Koźle Rogi. Krzyż Łukaszka, a nie Piotrusia.

Kędzierzyn-Koźle Rogi ul. Główna


W Koźlu Rogach przy ul. Głównej, zaraz obok remizy strażackiej krzyż przed posesją stoi.
Różne podania o nim krążą, ale ich główny trzon jest taki sam.
Tak to jest z przekazem ustnym powielanym w różnych rozmowach.
Oto bowiem lat temu sto z okładem mały 5 letni Piotruś nie poszedł z rodzicami do
kościoła, a wtedy na mszę to chodziło się daleko do Koźla.
Został więc Piotruś w domu i w tym czasie gdy rodzice się modlili on wlazł do stodoły.
A tam nieszczęście go spotkało. W stodole wisiały sanie, które zawsze tak na pory nie zimowe były chowane.
Nikt nie wie jak to się stało, ale sanie spadły i zabiły Piotrusia.
Przez to na przeproszenie Pana Boga i w prośbie o łaski dla dziecka rodzice krzyż ufundowali, któren do dzisiaj przed domem stoi.

Na postumencie nie widać daty budowy, brak też jest tablicy z napisem wotywnym.

– A pani może zna historię tego krzyża tam koło remizy?
– Znam panie, to moja dalsza rodzina tam mieszka.
– O, to świetnie, a co pani powie o tym krzyżu, coś tam z saniami było..?
– No tak panie, tam ten ich syn poszedł do stodoły.

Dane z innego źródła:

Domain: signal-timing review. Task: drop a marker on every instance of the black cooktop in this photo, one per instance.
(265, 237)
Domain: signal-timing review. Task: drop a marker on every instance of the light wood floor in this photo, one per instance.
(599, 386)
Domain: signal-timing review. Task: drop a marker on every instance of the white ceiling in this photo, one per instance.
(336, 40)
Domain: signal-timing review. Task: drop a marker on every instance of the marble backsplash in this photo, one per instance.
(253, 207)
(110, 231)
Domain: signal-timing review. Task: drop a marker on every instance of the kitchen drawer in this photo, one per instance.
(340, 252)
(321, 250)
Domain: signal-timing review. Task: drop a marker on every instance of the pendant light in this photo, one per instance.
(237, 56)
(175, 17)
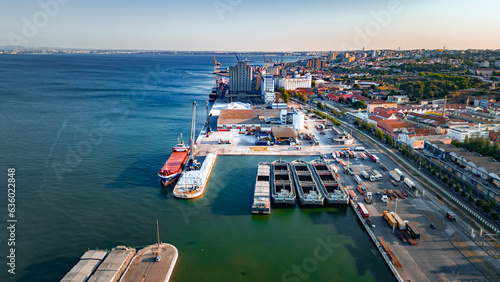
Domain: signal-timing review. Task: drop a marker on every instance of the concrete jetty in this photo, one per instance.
(154, 263)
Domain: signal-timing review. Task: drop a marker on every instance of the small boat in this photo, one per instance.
(307, 187)
(261, 199)
(282, 183)
(172, 168)
(329, 185)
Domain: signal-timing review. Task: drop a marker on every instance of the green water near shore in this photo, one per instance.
(224, 242)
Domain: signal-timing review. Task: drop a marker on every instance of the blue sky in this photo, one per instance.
(244, 25)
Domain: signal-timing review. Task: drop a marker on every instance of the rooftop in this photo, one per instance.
(283, 132)
(256, 116)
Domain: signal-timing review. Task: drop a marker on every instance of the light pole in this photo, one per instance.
(394, 223)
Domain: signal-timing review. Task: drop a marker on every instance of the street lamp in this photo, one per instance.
(394, 223)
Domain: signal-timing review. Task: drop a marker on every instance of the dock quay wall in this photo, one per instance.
(377, 243)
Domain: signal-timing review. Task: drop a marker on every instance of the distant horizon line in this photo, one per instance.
(25, 48)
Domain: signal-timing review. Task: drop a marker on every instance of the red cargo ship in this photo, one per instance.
(174, 165)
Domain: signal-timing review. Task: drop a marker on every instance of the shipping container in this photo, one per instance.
(364, 212)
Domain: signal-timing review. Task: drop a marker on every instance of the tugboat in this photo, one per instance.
(282, 183)
(172, 168)
(307, 187)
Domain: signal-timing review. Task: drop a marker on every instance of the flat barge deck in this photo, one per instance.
(146, 267)
(283, 192)
(329, 185)
(261, 199)
(306, 185)
(192, 183)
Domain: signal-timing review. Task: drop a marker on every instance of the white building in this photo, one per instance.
(484, 64)
(400, 99)
(294, 83)
(240, 78)
(268, 97)
(298, 120)
(267, 84)
(274, 70)
(459, 133)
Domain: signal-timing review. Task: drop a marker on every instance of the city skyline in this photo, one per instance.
(237, 25)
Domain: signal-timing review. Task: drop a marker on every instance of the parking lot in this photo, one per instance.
(438, 255)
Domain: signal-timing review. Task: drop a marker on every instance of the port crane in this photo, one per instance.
(192, 138)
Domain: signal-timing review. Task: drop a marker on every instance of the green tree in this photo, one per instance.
(320, 105)
(379, 134)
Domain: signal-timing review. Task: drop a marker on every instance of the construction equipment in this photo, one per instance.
(193, 135)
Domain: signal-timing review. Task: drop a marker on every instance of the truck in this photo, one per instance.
(360, 189)
(363, 211)
(368, 198)
(384, 198)
(350, 170)
(365, 174)
(389, 218)
(412, 231)
(410, 184)
(334, 168)
(225, 140)
(358, 179)
(375, 175)
(353, 195)
(399, 222)
(401, 175)
(394, 175)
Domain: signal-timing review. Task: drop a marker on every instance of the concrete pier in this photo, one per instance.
(146, 267)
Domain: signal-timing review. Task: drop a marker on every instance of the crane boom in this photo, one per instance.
(193, 124)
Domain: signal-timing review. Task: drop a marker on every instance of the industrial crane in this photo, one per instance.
(193, 134)
(216, 71)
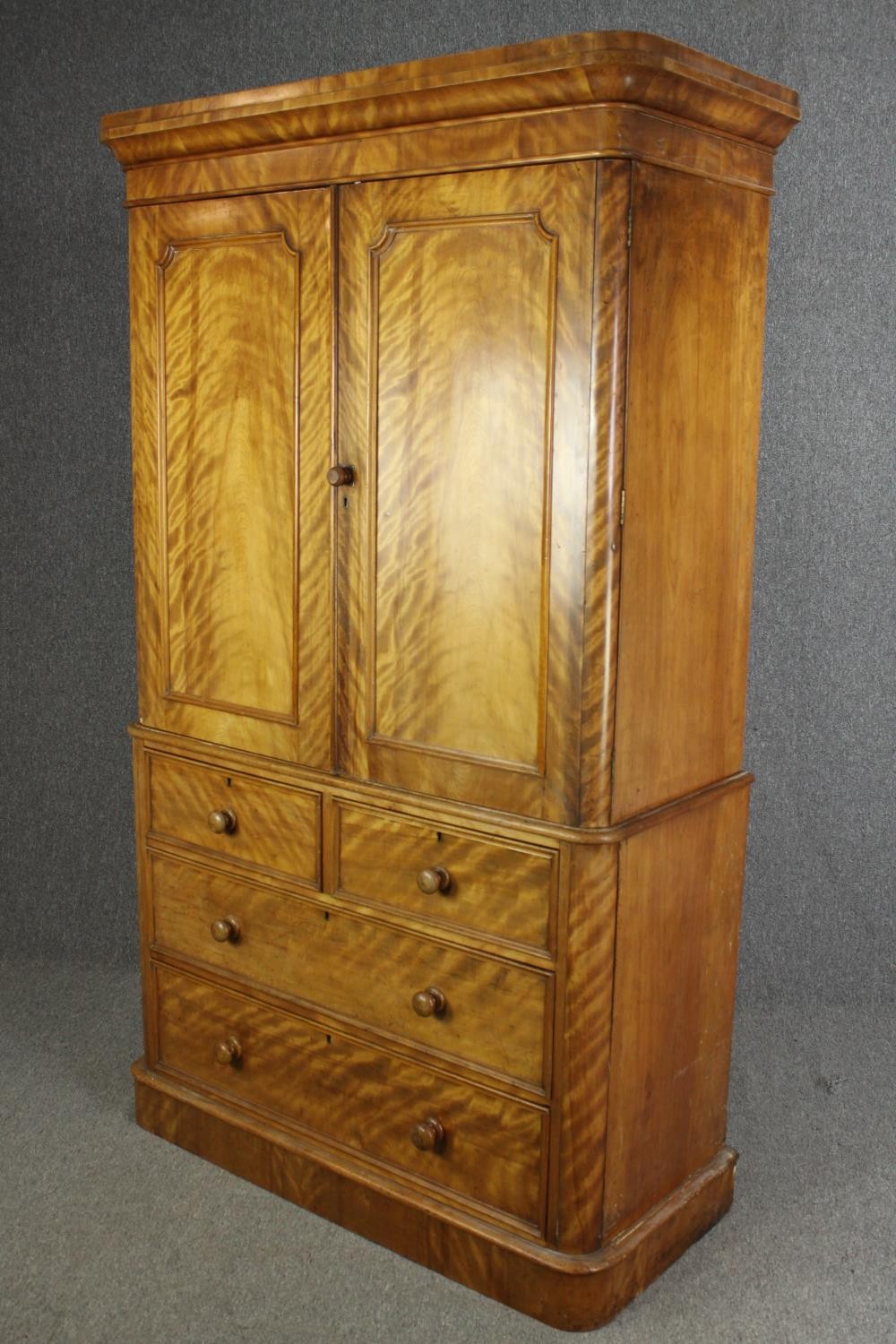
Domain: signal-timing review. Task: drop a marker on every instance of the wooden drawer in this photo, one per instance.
(497, 887)
(276, 828)
(495, 1012)
(370, 1101)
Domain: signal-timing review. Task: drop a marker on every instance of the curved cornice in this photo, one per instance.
(582, 70)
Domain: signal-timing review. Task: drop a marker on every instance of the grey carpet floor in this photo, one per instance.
(108, 1234)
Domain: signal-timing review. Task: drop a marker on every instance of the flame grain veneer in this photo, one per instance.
(446, 387)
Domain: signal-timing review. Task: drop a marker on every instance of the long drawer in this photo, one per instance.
(246, 820)
(463, 1005)
(446, 874)
(468, 1140)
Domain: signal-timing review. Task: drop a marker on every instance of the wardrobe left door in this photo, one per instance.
(231, 371)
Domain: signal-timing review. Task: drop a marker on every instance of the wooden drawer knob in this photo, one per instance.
(228, 1051)
(429, 1003)
(223, 822)
(340, 476)
(433, 879)
(226, 929)
(427, 1134)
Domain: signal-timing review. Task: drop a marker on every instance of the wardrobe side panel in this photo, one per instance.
(676, 962)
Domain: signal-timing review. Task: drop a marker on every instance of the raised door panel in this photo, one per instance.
(231, 367)
(465, 325)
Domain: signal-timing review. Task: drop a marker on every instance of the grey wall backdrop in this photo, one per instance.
(820, 881)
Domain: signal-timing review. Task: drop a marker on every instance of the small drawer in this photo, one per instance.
(460, 1004)
(247, 820)
(471, 1142)
(501, 889)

I wtedy to sanie się wieszało w stodole do góry żeby miejsca nie zajmowały.
– Yhymm…?
– No i te sanie na niego spadły i go zabiły.
– A to podobno jakiś dzieciak mały był, to prawda?
– O panie, taki mały to on nie był, miał może z 12 lat. No nie wiem dokładnie ile, ale on do szkoły już chodził.
– I podobno nie poszedł z rodzicami do kościoła….
– Wie pan, wtedy to w rodzinach dużo dzieci było, a jedna para butów. To się dzielili tak, że na zmianę chodzili do kościoła o różnych godzinach.
– A może wie pani jak ten Piotruś – wyrwało mi się – miał na imię?
– Piotruś? Panie to nie był żaden Piotruś, to był Łukaszek.

Historię tę opisuję z pełnym przekonaniem, że to nie jest ostateczna wersja tamtych wydarzeń…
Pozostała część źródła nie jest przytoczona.